Argument from authority isn't good enough, and the intuitive argument isn't good enough, either. Yes, we live in a thin skin of biosphere and we are releasing CO2 into the atmosphere at a huge rate in absolute terms. But I don't have an intuition about the relative rate, especially when compared to natural processes (which are vast). We cut down forests at a prodigious rate, which hurts capture, but I don't have an intuition about the amount of this either. I would love it if someone took these concerns seriously and wrote a book about it.
(For the record, I think there are other "good enough" reasons to change our behavior. Rampant consumerism isn't good for people or the planet in more obvious, directly measurable ways. Plus, even if the odds are low for a global catastrophe, it is better to be safe than sorry.)
Alas, many skeptics, even on HN, prefer to make general armchair-physics arguments despite the information already out there, condensed and edited, and backed by peer review and hundreds of citations into the literature.
Annoyingly, sometimes these skeptics even then complain that there is not enough information to really be sure, as if they have looked.
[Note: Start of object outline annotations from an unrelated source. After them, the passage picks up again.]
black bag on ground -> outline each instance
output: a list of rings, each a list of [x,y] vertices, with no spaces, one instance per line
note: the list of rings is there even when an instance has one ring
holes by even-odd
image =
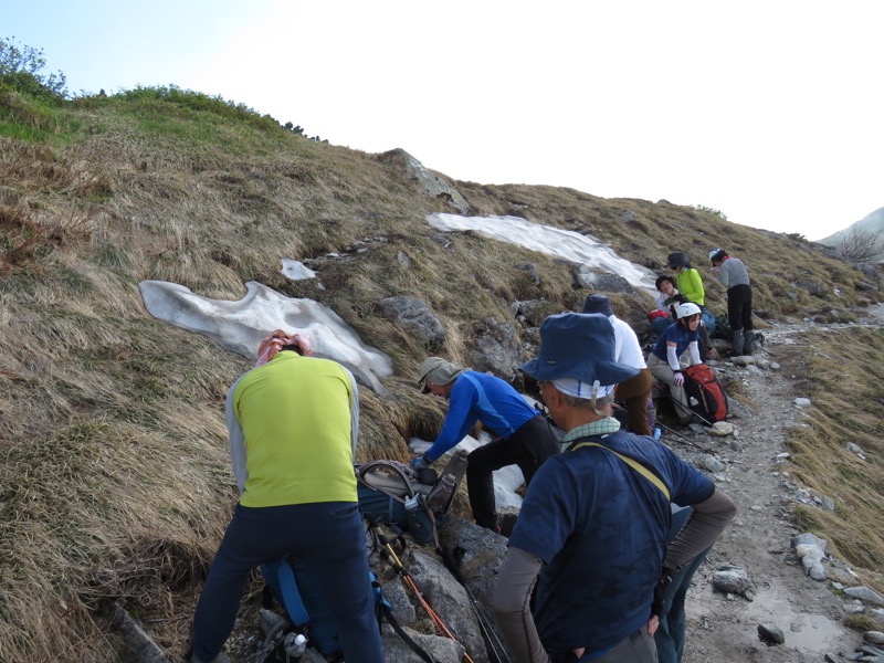
[[[724,421],[727,417],[727,393],[706,364],[697,364],[684,370],[684,391],[691,409],[706,423]]]

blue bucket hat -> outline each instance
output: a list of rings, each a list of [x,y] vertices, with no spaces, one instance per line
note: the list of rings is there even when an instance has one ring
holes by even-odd
[[[614,328],[599,313],[560,313],[540,325],[540,355],[522,365],[535,380],[576,378],[617,385],[639,369],[614,361]]]
[[[583,303],[583,313],[600,313],[608,317],[614,314],[611,311],[611,299],[606,295],[589,295]]]

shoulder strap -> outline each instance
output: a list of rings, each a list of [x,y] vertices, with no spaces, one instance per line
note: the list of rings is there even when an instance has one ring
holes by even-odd
[[[609,449],[604,444],[599,444],[598,442],[579,442],[578,444],[575,444],[573,446],[571,446],[571,451],[577,451],[578,449],[582,449],[583,446],[600,446],[601,449],[603,449],[606,451],[610,451],[612,454],[614,454],[617,457],[619,457],[621,461],[623,461],[627,465],[632,467],[635,472],[641,474],[644,478],[646,478],[652,484],[654,484],[657,488],[660,488],[660,492],[663,493],[663,495],[666,496],[666,501],[667,502],[671,501],[670,499],[670,490],[666,487],[666,484],[664,484],[656,474],[651,472],[648,467],[642,465],[635,459],[631,459],[631,457],[629,457],[627,455],[623,455],[622,453],[617,453],[613,449]]]

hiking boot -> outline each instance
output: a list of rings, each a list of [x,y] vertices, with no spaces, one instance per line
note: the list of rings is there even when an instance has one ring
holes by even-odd
[[[743,333],[743,354],[751,355],[755,351],[755,332],[749,329]]]
[[[439,480],[427,496],[427,506],[429,506],[435,515],[446,514],[454,493],[457,490],[457,481],[453,474],[445,474]]]
[[[739,357],[743,355],[743,329],[730,333],[730,356]]]
[[[190,656],[190,663],[233,663],[224,652],[218,652],[218,655],[211,661],[203,661],[197,654]]]

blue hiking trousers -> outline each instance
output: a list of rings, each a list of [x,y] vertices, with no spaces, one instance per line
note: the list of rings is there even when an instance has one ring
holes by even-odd
[[[193,617],[193,653],[211,661],[233,630],[253,568],[292,555],[318,580],[347,663],[383,663],[356,502],[236,505]]]

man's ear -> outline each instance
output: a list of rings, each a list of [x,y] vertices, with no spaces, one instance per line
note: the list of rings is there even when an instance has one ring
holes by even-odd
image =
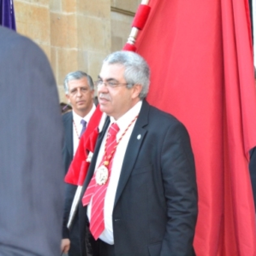
[[[133,90],[131,97],[132,99],[139,97],[139,95],[142,90],[142,85],[139,84],[135,84],[131,88]]]

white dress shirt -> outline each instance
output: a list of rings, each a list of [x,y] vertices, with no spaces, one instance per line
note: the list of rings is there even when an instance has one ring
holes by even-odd
[[[135,116],[139,114],[142,105],[142,102],[141,101],[139,102],[135,106],[130,109],[117,121],[115,121],[113,118],[111,117],[111,122],[108,128],[113,123],[116,122],[120,129],[116,134],[116,141],[118,141],[125,130],[127,128],[131,121],[134,119]],[[105,229],[100,236],[99,238],[103,241],[110,244],[114,244],[112,214],[116,192],[118,184],[125,154],[135,122],[136,120],[129,127],[116,147],[116,152],[113,158],[109,183],[107,189],[106,195],[105,196],[104,202],[104,223]],[[105,134],[99,152],[96,165],[95,166],[96,169],[99,167],[99,166],[100,164],[103,156],[107,134],[108,132],[106,132]],[[91,199],[90,203],[88,205],[87,210],[87,214],[89,221],[90,220],[91,205],[92,199]]]
[[[88,123],[92,117],[93,112],[96,109],[95,105],[93,104],[92,109],[90,111],[83,117],[81,117],[76,113],[74,111],[73,111],[73,155],[74,156],[77,147],[79,144],[79,136],[80,136],[82,129],[83,128],[83,125],[81,124],[81,120],[83,119],[86,122],[87,125],[88,125]]]

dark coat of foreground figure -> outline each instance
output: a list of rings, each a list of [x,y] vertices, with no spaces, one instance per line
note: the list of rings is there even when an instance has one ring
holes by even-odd
[[[0,255],[59,255],[63,131],[45,54],[0,26]]]

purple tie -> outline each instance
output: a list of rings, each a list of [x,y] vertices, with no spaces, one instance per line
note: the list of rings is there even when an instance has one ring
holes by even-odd
[[[82,128],[82,131],[81,131],[81,133],[80,133],[80,136],[79,137],[79,138],[80,139],[83,135],[83,134],[84,132],[85,131],[85,129],[86,128],[86,121],[84,121],[83,119],[81,120],[81,124],[83,125],[83,128]]]

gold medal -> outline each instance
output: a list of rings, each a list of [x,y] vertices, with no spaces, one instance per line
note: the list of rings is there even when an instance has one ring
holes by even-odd
[[[108,170],[107,167],[102,165],[96,170],[95,181],[98,185],[104,185],[108,178]]]

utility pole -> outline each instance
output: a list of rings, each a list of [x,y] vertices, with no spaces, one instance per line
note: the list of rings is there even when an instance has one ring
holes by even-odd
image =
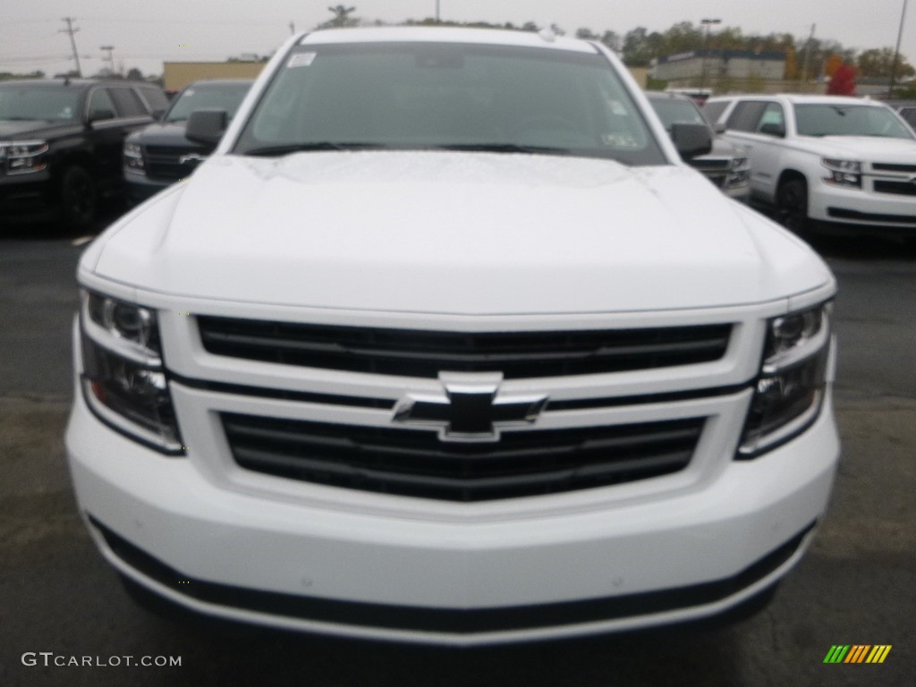
[[[114,49],[113,45],[104,45],[99,47],[100,50],[106,50],[108,52],[108,75],[112,76],[114,73],[114,56],[112,54],[112,50]]]
[[[76,51],[76,39],[73,38],[73,34],[79,31],[79,28],[73,28],[73,19],[70,16],[65,16],[61,21],[67,22],[67,27],[61,28],[58,33],[67,33],[70,34],[70,45],[73,49],[73,61],[76,62],[76,75],[81,79],[82,78],[82,68],[80,67],[80,55]]]
[[[808,91],[808,62],[811,60],[811,42],[814,39],[814,28],[816,27],[816,24],[811,25],[811,36],[808,37],[808,42],[804,44],[804,61],[802,62],[802,85],[805,92]]]
[[[897,32],[897,48],[894,49],[894,61],[890,66],[890,85],[888,87],[888,97],[894,97],[894,82],[897,80],[897,61],[900,54],[900,39],[903,38],[903,21],[907,18],[907,0],[903,0],[903,12],[900,13],[900,27]]]
[[[706,87],[706,60],[709,60],[709,34],[714,24],[721,24],[722,19],[701,19],[700,24],[706,27],[705,49],[703,60],[700,62],[700,88]]]

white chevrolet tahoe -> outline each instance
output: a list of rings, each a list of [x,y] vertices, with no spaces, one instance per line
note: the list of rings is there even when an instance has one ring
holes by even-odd
[[[128,589],[461,646],[767,595],[837,465],[836,285],[699,129],[594,42],[291,38],[80,262],[67,453]]]
[[[752,196],[793,231],[812,223],[916,238],[916,135],[892,109],[832,95],[710,98],[747,148]]]

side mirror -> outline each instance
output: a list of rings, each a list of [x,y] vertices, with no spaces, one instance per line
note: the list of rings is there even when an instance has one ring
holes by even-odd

The link lacks answers to the basic, first-order questions I've asked regarding methods, particularly methods that yield historical background to currently observed phenomena. Also, your attitude of contempt, and continued reliance and argument from authority, shows weakness. After all, if you really knew what you were talking about, the answers to my questions should be easy.
> At this point I just ask what scientific statistic a person would need to hear in order to consider changing their mind.
None. Your are trying to use reason to influence an emotional behavior. It won't work.
The day geeks understand, accept and practice this simple truth, everything will get easier. For everything. Love. Work. Politics. Raising children. Everything.
My guess is: education for girls in Africa.
Why? Carbon emmissions per year come down to
(energy use per person per year)(carbon emitted per unit energy)(number of people).
In developed nations, all of these terms are stable or declining. In many developing nations, and Africa in particular, population growth is still exponential. Relatively small changes in the exponent of that growth have huge impacts on future carbon emission.
The pattern of decreasing fertility rate as modern societies develop is called "demographic transition". One of the biggest factors driving demographic transition is increased education levels for girls.
So to get the biggest multiplier on future carbon emmissions, look for the fastest growing term of the equation (population); look where it is growing the fastest (sub-saharan Africa), and look for the best way to reduce that growth (education for girls.)